Anxious residents in this Central Valley city of 22,000 know all too well that the only thing keeping this growing lake from inundating their homes and businesses — as well as one of the state’s largest and most crowded prison complexes — is a 14.5-mile-long dirt levee that rises up from sodden earth to the west, south and east.

And that levee, according to city officials and local farmers, could be in big trouble.

They worry that this nondescript earthwork may be too low to hold back the millions of gallons of melted snow that are expected to course into the Tulare Lake Basin as summer sunshine warms the slopes of the Sierra Nevada. They worry even more that with water sloshing against the levee for up to two years, it may start to erode and breach.

Many here say they are perplexed and frightened that state and federal officials don’t seem to be taking the threat seriously, since the federal government has estimated that flooding would cause $6 billion worth of damage. They note that both California State Prison, Corcoran, and the California Substance Abuse Treatment Facility — a dual prison complex that holds about 8,000 incarcerated men and employs many local residents — stand in the path of potential destruction.

“Nobody has ever seen that much snow,” said Jason Mustain, a clerk at the Corcoran hardware store and a former firefighter. “Of course I’m stressed.”

Mustain is not alone.

A bottle of Tums antacid tablets rattled in the cup holder of Kirk Gilkey’s truck recently as he drove around the area surveying the rising water.

Gilkey’s family has been farming in the area for generations. He said this is the first year in decades that his farm won’t plant cotton because of flooding.
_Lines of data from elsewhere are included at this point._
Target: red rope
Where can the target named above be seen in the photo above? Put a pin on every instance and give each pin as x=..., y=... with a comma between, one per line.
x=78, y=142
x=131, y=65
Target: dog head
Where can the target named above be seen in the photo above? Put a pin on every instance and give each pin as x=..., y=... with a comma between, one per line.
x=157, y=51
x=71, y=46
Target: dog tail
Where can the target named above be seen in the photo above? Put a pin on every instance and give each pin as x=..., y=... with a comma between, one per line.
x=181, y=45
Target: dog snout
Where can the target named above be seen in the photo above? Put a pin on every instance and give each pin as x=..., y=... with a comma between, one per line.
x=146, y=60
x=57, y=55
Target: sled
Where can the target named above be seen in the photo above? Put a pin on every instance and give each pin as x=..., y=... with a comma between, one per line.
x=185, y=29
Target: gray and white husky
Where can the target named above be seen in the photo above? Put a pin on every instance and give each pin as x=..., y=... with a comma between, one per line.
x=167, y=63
But what distresses him most is not the financial pain big farmers will experience but the hardship that will be visited upon workers and their families who are dependent upon agriculture for their livelihoods.

“People are scared,” he said. If “Corcoran floods, it’ll be a ghost town after. It won’t survive.”

City Manager Greg Gatzka, who for weeks has been waging an unsuccessful campaign to marshal state and federal funds to bolster the levee, said he is “beyond frustrated” by the difficulty of accessing emergency funding.

Local officials want to see the levee reinforced and raised by 3.5 feet — an engineering feat that would cost $21 million, according to Gatzka.

In the meantime, the Cross Creek Flood Control District, which is responsible for the levee, has tapped reserve funds to begin gathering dirt to reinforce it. But Gatzka said the agency has exhausted its resources and needs state help.